Association between COPD and long-term PM10 exposure (five-year mean). Data points are means of each place and year of study.

Abbreviations: COPD, chronic obstructive pulmonary disease; PM, particulate matter.

Conclusions

COPD is a chronic inflammatory condition of the airways and lung parenchyma and the importance of exposure and retention of particulate matter in the lung tissues on the pathogenesis of lung inflammation in COPD is still unclear. Numerous epidemiological studies have implicated exposure to a variety of ambient particles and gases to exacerbate symptoms of COPD, resulting in an increase in morbidity and mortality (Table 1). The predominant source of PM in the lungs of COPD patients is either PM inhaled from cigarette smoke or ambient air pollution particles from other sources: both have been associated with the development and progression of COPD. With the rapid urbanization of the population, a better understanding of the importance of the different sources of ambient PM on the development and progression of COPD is imperative for educational and preventative measures.
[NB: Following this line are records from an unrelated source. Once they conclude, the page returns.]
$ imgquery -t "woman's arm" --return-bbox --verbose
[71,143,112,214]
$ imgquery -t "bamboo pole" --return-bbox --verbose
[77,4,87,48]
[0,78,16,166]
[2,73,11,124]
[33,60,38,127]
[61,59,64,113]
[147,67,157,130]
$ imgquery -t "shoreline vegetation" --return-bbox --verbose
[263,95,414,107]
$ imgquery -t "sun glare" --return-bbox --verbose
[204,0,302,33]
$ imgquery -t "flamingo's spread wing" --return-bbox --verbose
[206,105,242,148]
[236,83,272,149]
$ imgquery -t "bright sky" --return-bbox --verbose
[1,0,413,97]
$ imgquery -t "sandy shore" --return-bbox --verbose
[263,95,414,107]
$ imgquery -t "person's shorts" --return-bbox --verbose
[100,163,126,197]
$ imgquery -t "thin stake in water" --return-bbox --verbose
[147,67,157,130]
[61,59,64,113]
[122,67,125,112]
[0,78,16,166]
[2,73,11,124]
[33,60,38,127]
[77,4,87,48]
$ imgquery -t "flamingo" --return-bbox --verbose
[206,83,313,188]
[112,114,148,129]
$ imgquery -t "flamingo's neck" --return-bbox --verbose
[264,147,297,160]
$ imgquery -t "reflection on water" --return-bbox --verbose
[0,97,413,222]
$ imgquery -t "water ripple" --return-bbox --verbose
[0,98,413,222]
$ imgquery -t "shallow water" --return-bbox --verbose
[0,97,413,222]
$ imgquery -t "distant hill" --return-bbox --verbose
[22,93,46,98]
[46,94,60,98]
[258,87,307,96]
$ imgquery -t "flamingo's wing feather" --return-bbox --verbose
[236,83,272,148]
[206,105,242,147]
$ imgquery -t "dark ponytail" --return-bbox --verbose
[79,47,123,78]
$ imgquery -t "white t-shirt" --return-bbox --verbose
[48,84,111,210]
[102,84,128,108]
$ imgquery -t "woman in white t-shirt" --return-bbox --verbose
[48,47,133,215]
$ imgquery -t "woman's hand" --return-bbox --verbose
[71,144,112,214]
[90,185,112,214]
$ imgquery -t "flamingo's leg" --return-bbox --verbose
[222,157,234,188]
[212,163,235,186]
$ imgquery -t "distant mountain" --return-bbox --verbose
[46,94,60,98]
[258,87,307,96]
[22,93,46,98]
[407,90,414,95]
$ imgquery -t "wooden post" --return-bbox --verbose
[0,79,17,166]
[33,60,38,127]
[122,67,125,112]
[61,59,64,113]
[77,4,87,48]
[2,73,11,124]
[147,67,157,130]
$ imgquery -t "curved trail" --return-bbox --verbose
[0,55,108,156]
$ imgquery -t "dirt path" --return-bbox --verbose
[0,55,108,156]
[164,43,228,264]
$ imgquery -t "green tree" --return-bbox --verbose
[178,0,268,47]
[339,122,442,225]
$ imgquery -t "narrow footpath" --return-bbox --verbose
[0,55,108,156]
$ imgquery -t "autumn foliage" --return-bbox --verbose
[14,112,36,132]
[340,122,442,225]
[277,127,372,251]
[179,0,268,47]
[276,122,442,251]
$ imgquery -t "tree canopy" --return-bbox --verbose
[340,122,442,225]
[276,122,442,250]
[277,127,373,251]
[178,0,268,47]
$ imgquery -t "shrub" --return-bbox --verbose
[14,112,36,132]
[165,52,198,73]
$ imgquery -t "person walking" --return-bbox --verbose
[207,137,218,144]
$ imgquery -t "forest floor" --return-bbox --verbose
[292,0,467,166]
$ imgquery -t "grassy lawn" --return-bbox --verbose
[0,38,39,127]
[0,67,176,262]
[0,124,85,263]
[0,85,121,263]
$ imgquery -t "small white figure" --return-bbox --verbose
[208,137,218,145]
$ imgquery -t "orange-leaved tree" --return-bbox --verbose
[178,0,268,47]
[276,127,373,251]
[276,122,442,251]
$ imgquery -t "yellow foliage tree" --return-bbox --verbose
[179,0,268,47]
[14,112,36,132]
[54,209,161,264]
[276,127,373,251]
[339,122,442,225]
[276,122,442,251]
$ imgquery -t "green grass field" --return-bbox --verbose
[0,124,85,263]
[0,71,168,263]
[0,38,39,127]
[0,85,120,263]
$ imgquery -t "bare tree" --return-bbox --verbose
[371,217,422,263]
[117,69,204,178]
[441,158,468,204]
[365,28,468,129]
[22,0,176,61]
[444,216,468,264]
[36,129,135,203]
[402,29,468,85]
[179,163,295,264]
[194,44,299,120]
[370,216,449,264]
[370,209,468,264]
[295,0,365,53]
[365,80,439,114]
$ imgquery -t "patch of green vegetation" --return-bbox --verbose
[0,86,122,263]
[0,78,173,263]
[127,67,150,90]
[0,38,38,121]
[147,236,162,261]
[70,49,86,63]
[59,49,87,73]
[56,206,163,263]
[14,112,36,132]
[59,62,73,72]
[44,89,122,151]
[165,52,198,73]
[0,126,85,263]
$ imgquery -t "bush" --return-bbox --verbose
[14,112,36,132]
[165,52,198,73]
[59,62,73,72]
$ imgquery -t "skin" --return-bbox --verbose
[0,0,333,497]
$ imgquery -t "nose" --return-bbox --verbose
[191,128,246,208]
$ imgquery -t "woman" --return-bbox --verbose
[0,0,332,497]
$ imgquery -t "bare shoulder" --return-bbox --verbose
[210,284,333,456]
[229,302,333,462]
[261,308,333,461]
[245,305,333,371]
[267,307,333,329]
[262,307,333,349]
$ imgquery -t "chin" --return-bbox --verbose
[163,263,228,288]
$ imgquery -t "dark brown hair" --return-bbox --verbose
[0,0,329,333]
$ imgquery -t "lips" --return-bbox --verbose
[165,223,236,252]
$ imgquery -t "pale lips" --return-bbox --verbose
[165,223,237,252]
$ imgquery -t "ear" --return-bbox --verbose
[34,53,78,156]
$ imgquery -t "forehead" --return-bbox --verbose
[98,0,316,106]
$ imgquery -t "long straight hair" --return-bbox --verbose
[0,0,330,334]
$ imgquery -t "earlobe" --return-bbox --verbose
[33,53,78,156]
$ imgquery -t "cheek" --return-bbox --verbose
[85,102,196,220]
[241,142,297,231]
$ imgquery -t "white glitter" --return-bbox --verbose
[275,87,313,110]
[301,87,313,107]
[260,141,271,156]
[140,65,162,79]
Furthermore, determining the importance of retained PM in perpetual lung inflammation in COPD could lead to novel therapeutic interventions in the future.

Table 1

Key studies in the role of particulate matter in the development and progression of COPD

Epidemiological evidence
Author(s)	Study description
Schikowski et al19	Long term exposure to air pollution from high traffic and industrial sources resulted in rapid decline of FEV1, a high risk ratio to develop COPD, and poorer respiratory health
Liu et al18	Significant association between prevalence of COPD and biomass rural China
Viegi et al21	Exposure to PM by internal combustion and industrial emissions recognized as significant contributors to exacerbation of COPD
Dockery et al32	Relationship between increased levels of air pollution and mortality and morbidity rates from respiratory diseases
Torres-Duque et al23	Indoor air pollution from the combustion of biomass fuels related to respiratory diseases
Sunyer et al1	Effect of acute increase in urban air pollution on respiratory health and what factors could attribute to this effects
Sint et al3	COPD patients have an increased sensitivity to PM and should reduce their exposure to PM whenever possible
Alveolar macrophage (AM) response to PM
Van Eeden et al54	Exposure of lung macrophages to atmospheric particles influences their phagocytic activity and pro-inflammatory responses
Oberdorster et al71	Suggests a duel role of lung macrophages exposed to PM: both preventing and contributing to chronic lung injury
Morrow50	Reviews possible mechanisms as to how dust overloading can compromise the phagocytic and chemotactic ability of AMs
Lung inflammation in response to PM
Churg et al76	Particulate matter activates NF-KB in tracheal epithelial cells
Montano et al82	Increase MMP activity in macrophages exposed to wood smoke, suggesting subsequent emphysematous destruction
Risom et al85	Particulate matter induced oxidative stress-induced DNA damage is an important ways in which PM can be harmful
Li et al53	PM induces HO-1, key marker for oxidative stress resulting in structural damage of mitochondria

Abbreviations: COPD, chronic obstructive pulmonary disease; FEV 1, forced expiratory volume in one second; PM, particulate matter.